Channel-crossing teams from Taiwan and China are planning to come together to attempt to swim across the Taiwan Strait, a challenging task even for seasoned swimmers, a Hong Kong source reported yesterday.
The Hong Kong daily Ming Pao reported that Chinese swimmer Zhang Jian (張健), a lecturer with the Beijing University of Physical Education, has contacted Taiwan's renowned channel-crossing swimmer Wang Han (王瀚) several times in recent years with the idea of initiating a crossing attempt of the Taiwan Strait by swimmers from both sides.
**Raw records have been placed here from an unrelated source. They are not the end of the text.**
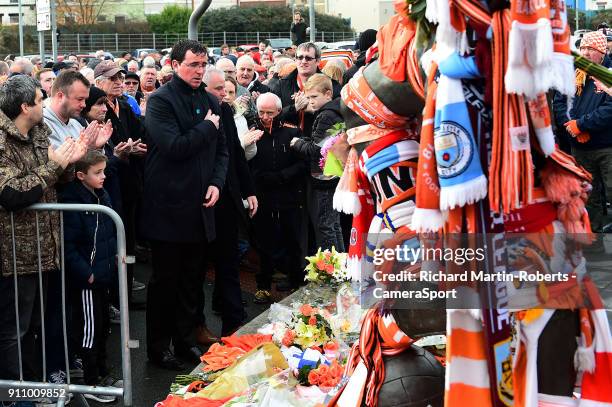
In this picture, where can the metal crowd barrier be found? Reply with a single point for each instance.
(126, 342)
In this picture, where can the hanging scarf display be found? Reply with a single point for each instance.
(392, 41)
(511, 168)
(540, 117)
(466, 352)
(360, 98)
(427, 215)
(450, 32)
(461, 178)
(530, 48)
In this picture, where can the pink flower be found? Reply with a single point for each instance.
(306, 310)
(288, 338)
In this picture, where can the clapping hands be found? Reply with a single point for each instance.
(69, 152)
(125, 148)
(252, 136)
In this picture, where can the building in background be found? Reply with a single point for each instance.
(598, 5)
(9, 12)
(259, 3)
(363, 14)
(321, 6)
(156, 6)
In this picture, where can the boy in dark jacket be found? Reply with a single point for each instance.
(326, 221)
(588, 129)
(91, 250)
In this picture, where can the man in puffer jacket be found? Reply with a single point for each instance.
(321, 188)
(588, 127)
(91, 265)
(278, 174)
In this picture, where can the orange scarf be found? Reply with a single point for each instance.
(530, 48)
(427, 215)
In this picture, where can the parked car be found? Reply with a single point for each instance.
(279, 43)
(342, 45)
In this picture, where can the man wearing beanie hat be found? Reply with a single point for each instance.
(365, 41)
(588, 130)
(95, 110)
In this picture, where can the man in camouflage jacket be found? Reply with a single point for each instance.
(29, 169)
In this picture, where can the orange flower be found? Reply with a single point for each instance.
(313, 377)
(306, 310)
(331, 346)
(288, 338)
(323, 370)
(336, 370)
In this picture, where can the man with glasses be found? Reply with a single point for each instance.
(228, 67)
(185, 171)
(587, 127)
(130, 90)
(291, 89)
(127, 127)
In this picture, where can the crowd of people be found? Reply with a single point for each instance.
(201, 160)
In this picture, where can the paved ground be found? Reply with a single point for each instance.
(151, 384)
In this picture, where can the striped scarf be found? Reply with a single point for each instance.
(427, 215)
(530, 48)
(467, 376)
(380, 335)
(511, 169)
(459, 171)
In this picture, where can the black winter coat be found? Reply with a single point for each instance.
(593, 112)
(298, 32)
(308, 147)
(238, 182)
(186, 154)
(279, 173)
(85, 230)
(126, 126)
(288, 87)
(115, 169)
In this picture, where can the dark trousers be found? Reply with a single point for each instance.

The plan to swim across the Taiwan Strait has become a more and more feasible idea recently with the steady increase in the frequency and acceptance of cross-strait private exchanges despite the political impasse between the two sides, Zhang told the Hong Kong newspaper.
According to Zhang, who last August swam across northern China's Pohai, a gulf located on the Yellow Sea, and who is scheduled to take on the English Channel this July, Wang has set the autumn of 2002 as the time when the planned joint crossing by Wang and Zhang and their two teams of swimmers will take place.
Zhang told Ming Pao that crossing the 210km-wide Taiwan Strait alone is physically and politically impossible for any swimmer in the world to complete because of the unpredictable sea conditions as well as the political stalemate between Taiwan and China. He added that relay swimming would be a viable way of making the crossing.
Wang, who was also interviewed by Ming Pao reporters, said that technically, the Taiwan Strait crossing becomes a 400km crossing when the seasonal currents (which change once about every six hours) are factored in to the actual cross-strait swimming distance.
Wang noted that a point between Taoyuan County and Hsinchu County would be a good location from where to set out on the long-distance swim, adding that the ideal spot on the Chinese side has yet to be decided.
The northeastern monsoon season, from October through April, is not a suitable time for an attempted crossing of the Taiwan Strait, Wang said, adding that water temperature, sharks, physical exhaustion and seasickness are other factors that must be overcome for a successful crossing.
None of these physical factors, however, is as challenging as the political impasse across the Taiwan Strait, he lamented.
Wang, the first swimmer from Taiwan to swim across the Strait of Gibraltar and the first to conquer the English Channel, said he has been planning to challenge the Taiwan Strait for 10 years.